# Downloading/Streaming American tv shows?



## NHgirl

I want to watch some American tv shows I've been missing. I tried streaming from NBC to watch Celebrity Apprentice and Community, but nothing will load. Is this the tv network or Egypt blocking programming? How can I see my favorite shows?


----------



## NZCowboy

NHgirl said:


> I want to watch some American tv shows I've been missing. I tried streaming from NBC to watch Celebrity Apprentice and Community, but nothing will load. Is this the tv network or Egypt blocking programming? How can I see my favorite shows?


NBC will most likely allow regional access like the BBC, so because you have an non US IP address you will be blocked from these services.
There is a way around this and the is to sign up to a proxy server that has US IP addresses.


----------



## elrasho

GM1 said:


> you can download (save it to your harddrive) these shows by using the program Utorrent Download - Torrent - a (very) tiny BitTorrent client and then download the torrent file from: http://www.demonoid.com or Download music, movies, games, software! The Pirate Bay - The world's most resilient BitTorrent site or http://isohunt.com/ or private trackers (you have to be a member)
> Check here: HowStuffWorks "Search" how this works.
> Good luck! We always download: NCIS, Ghost Whisperer etc.


Mind you it will take ages to download using torrents on an 2mb broadbband line


----------



## DeadGuy

elrasho said:


> Mind you it will take ages to download using torrents on an 2mb broadbband line


I agree.....

The best suggestion for you was NZCowboy's, with all respect to other opinions of course, but downloading something online in here can be a really slow painful process, just like driving somewhere!!

There are many softwares that can change your proxy to an American one, but beware that it does cause connections to run a bit slower than usual, won't be a problem if you're on a land line-router based connection though.

Good luck


----------



## GM1

If you download popular torrents, they can go as fast as the speed of your connection, we have a 1mb connection and it is okay, but we are used to it. A movie (700mb) takes a few hours.


----------



## DeadGuy

GM1 said:


> If you download popular torrents, they can go as fast as the speed of your connection, we have a 1mb connection and it is okay, but we are used to it. A movie (700mb) takes a few hours.


Hi there,

The main problem with internet connections in here is stability, I dunno what kinda ISPs you're getting your connections from, but for my friends and I (We're using different ISPs) our main problem is stability! One minute you have a super high speed connection, the other minute you're COMPLETELY offline!

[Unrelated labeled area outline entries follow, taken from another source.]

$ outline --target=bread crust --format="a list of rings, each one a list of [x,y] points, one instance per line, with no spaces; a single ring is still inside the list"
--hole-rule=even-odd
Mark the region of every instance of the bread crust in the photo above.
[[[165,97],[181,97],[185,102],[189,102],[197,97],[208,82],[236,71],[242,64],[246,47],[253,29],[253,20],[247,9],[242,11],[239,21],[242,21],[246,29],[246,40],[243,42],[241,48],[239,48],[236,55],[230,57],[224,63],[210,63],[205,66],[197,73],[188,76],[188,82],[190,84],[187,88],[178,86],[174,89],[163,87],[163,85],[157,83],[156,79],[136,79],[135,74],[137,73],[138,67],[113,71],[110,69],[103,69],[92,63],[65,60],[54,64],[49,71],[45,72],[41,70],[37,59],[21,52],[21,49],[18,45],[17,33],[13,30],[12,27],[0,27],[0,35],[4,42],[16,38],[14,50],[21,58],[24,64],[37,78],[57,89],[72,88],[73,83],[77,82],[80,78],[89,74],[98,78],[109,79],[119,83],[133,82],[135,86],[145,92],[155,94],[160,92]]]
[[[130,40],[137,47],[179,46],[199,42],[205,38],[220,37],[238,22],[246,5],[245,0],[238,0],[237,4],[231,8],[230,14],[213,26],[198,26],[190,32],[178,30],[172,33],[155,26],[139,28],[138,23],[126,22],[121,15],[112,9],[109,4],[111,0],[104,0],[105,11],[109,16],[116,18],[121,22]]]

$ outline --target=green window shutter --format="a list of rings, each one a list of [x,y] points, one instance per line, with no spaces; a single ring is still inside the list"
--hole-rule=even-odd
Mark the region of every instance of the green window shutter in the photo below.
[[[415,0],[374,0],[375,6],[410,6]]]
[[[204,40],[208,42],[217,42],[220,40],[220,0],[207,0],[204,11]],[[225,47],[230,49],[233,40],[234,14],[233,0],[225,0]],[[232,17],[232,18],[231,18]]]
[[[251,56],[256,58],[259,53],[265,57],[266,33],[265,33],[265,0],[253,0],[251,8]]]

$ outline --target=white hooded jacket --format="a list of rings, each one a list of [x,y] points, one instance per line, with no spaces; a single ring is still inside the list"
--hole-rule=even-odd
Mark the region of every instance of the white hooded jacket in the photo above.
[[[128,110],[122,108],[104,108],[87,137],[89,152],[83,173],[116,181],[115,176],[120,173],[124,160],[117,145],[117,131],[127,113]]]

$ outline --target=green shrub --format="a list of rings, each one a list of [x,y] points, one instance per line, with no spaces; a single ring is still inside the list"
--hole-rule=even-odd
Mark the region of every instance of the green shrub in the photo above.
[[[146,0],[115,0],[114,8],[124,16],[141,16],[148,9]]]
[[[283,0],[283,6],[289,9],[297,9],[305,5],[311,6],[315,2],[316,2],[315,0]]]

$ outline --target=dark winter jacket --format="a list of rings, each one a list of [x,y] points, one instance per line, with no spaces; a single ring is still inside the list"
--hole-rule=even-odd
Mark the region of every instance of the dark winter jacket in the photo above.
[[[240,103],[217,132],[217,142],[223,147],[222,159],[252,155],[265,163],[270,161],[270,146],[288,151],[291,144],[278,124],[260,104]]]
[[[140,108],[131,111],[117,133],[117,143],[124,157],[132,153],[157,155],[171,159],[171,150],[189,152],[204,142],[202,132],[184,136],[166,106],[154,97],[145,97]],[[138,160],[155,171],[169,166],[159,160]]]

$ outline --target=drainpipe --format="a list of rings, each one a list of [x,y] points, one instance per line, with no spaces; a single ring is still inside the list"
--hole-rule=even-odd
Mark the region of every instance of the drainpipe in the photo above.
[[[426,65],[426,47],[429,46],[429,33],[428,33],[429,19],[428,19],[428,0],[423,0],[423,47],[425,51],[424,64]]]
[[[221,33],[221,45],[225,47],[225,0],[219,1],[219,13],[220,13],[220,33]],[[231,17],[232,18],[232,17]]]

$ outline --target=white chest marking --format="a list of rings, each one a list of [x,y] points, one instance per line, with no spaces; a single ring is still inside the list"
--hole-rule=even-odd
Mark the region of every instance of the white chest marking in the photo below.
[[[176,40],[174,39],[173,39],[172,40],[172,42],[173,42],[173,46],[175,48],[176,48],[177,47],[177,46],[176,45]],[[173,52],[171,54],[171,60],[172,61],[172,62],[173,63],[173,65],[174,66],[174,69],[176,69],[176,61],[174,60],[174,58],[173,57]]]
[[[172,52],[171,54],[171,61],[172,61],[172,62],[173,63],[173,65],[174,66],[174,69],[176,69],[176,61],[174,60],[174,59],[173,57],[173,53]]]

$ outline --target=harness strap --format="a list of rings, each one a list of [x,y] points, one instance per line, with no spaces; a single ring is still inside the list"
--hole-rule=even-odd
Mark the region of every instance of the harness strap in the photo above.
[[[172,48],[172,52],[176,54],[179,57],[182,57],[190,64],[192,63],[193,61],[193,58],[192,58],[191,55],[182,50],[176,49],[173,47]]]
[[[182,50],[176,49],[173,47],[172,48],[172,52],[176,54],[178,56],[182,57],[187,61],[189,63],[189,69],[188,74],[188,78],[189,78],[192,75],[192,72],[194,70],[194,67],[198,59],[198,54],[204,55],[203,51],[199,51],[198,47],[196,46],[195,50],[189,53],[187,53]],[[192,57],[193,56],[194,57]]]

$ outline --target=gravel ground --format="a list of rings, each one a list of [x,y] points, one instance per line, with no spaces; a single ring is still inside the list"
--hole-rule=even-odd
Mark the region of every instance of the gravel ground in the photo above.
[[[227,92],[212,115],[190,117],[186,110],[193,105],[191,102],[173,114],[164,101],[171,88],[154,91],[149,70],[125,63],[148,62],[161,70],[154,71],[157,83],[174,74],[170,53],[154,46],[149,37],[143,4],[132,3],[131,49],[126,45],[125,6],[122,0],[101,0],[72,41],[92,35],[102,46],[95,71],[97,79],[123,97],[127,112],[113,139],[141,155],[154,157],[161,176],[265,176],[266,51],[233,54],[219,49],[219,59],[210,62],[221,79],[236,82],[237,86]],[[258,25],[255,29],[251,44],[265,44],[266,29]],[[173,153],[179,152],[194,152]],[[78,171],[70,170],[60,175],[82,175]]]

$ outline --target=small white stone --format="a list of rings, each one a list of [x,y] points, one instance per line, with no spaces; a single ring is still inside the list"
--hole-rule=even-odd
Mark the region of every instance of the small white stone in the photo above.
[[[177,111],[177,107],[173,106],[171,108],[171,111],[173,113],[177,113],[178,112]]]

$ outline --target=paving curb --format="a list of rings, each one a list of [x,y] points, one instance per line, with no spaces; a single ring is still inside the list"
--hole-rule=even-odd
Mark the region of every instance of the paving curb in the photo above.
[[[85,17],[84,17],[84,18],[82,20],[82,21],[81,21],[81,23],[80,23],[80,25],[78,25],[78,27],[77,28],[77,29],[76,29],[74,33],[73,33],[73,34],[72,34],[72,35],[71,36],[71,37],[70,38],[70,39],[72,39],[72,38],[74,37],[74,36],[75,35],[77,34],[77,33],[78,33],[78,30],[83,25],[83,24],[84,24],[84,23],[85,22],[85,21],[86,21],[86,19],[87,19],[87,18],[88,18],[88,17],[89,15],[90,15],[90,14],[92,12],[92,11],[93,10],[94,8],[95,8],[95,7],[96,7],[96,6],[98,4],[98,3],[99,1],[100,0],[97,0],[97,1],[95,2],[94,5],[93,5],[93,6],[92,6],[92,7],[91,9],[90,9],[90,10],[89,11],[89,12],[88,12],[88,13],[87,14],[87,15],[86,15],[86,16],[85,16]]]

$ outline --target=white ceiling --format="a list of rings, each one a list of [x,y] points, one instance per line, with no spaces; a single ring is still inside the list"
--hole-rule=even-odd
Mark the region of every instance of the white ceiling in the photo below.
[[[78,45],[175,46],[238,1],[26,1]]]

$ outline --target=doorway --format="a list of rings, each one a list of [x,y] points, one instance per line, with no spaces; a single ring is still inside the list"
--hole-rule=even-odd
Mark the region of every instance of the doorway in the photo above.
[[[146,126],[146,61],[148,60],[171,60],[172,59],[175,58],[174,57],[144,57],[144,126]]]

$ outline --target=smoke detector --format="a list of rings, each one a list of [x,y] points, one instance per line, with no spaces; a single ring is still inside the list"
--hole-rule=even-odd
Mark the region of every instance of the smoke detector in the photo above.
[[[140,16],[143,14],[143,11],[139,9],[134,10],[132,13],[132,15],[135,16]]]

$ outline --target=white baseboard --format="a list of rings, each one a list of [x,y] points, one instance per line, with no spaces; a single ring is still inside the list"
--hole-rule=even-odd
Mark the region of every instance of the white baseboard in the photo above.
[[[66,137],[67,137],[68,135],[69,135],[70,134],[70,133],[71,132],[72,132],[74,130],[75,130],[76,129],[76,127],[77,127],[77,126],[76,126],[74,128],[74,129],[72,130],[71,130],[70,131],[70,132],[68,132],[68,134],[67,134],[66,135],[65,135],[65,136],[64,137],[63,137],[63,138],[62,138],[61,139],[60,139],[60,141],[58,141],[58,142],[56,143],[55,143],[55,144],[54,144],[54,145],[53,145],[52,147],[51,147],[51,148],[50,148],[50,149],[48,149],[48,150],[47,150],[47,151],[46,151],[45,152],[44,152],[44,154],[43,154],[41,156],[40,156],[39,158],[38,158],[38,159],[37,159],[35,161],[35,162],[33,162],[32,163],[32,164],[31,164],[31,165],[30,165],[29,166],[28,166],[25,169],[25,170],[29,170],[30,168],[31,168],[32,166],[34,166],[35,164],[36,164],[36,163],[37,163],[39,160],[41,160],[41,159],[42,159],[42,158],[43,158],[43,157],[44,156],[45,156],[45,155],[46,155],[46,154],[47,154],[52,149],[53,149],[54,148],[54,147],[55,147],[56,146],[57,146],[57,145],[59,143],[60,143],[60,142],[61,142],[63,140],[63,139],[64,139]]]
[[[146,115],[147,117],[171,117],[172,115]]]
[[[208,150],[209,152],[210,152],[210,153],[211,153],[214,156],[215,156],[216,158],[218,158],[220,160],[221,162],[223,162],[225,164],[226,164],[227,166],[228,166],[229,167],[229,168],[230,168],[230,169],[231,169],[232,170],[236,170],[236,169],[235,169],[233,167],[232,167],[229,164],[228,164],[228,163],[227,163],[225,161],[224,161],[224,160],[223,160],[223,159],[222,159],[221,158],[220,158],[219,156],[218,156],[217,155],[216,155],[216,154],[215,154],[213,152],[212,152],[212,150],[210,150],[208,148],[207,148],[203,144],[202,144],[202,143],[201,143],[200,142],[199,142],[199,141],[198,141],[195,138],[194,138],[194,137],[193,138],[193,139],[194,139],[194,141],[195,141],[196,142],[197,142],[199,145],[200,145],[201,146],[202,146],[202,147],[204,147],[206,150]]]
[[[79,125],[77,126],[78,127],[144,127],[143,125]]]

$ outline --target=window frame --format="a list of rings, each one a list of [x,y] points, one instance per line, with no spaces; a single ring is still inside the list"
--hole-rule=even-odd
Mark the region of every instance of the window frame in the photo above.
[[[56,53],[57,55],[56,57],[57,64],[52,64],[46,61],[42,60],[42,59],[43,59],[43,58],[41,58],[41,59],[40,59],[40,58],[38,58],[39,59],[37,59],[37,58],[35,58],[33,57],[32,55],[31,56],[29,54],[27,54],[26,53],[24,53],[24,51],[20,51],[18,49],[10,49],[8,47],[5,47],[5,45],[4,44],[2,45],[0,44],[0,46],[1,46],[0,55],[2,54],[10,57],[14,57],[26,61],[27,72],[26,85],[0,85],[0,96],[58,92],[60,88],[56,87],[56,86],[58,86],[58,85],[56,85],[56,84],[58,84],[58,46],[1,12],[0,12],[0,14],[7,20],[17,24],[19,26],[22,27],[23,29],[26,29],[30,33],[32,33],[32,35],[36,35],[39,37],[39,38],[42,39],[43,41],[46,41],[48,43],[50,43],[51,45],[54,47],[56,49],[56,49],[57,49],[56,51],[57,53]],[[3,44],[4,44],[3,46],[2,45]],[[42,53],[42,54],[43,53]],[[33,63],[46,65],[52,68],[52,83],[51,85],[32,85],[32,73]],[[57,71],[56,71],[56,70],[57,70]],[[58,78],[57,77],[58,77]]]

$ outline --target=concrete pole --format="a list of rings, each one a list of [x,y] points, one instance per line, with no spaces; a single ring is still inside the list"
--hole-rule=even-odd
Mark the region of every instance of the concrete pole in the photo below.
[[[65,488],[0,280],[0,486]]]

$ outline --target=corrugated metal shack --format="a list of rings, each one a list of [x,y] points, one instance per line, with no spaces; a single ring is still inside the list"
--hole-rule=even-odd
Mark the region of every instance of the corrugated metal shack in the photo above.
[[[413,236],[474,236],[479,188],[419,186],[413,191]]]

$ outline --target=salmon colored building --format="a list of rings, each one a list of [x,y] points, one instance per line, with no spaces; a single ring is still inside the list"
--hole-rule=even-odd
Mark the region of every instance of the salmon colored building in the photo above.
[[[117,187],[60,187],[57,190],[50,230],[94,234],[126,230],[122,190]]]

As for the downloads, stability rises again, most of the websites that offers hosting/sharing data, or torrents do support "resume" now, some don't (I'm Egyptian, so of course I'm talking about free downloading lol) So when a resume option is allowed, you gotta resume it ASAP or else you're gonna loose all the data that you did already downloaded cause if you did wait, data's location will change and you will loose it! (Even if you already downloaded 99.99999% of the data size right before you lost the connection!), and of course if you didn't have the resume option then it will be long gone......

Good luck


----------



## DeadGuy

GM1 said:


> If you download popular torrents, they can go as fast as the speed of your connection, we have a 1mb connection and it is okay, but we are used to it. A movie (700mb) takes a few hours.


Hi there,

The main problem with internet connections in here is stability, I dunno what kinda ISPs you're getting your connections from, but for my friends and I (We're using different ISPs) our main problem is stability! One minute you have a super high speed connection, the other minute you're COMPLETELY offline!

As for the downloads, stability rises again, most of the websites that offers hosting/sharing data, or torrents do support "resume" now, some don't (I'm Egyptian, so of course I'm talking about free downloading lol) So when a resume option is allowed, you gotta resume it ASAP or else you're gonna loose all the data that you did already downloaded cause if you did wait, data's location will change and you will loose it! (Even if you already downloaded 99.99999% of the data size right before you lost the connection!), and of course if you didn't have the resume option then it will be long gone......

Good luck


Should've talked about something like getting a job or winning the damn lottery instead of talking about how sweet my connection is! Duplicated post cause of connection problems, sorry admin people! Please delete it!


----------



## GM1

if you are using torrents you can stop and start, as much as you want (but there must be seeders). We have DSL from Vodafone. And if you are using Utorrent you have to configure your router (port forwarding).


----------



## GM1

I have just downloaded "Britain's got talent" (from yesterday) It is 350MB big and it took me just 1hr13min, while surfing the web also.


----------



## psip

I've been downloading US TV shows via torrent sites with my 2mb TE DATA connection and it's very fast.


----------



## elrasho

psip said:


> I've been downloading US TV shows via torrent sites with my 2mb TE DATA connection and it's very fast.


Is this the same company? ADSL Home Prices List

They seem very expensive! Works out £27 a month for a 2Meg connection. I'm in the UK right now and I pay £7.50 a month for an 18Meg with true unlimited download


----------



## psip

elrasho said:


> Is this the same company? ADSL Home Prices List
> 
> They seem very expensive! Works out £27 a month for a 2Meg connection. I'm in the UK right now and I pay £7.50 a month for an 18Meg with true unlimited download


Yes this is the company. I just paid for 1300 pounds for 6 months, which is not cheap but the service has been reliable. I shopped around quite a bit before deciding on TE Data and chose them based on recommendations from others.


----------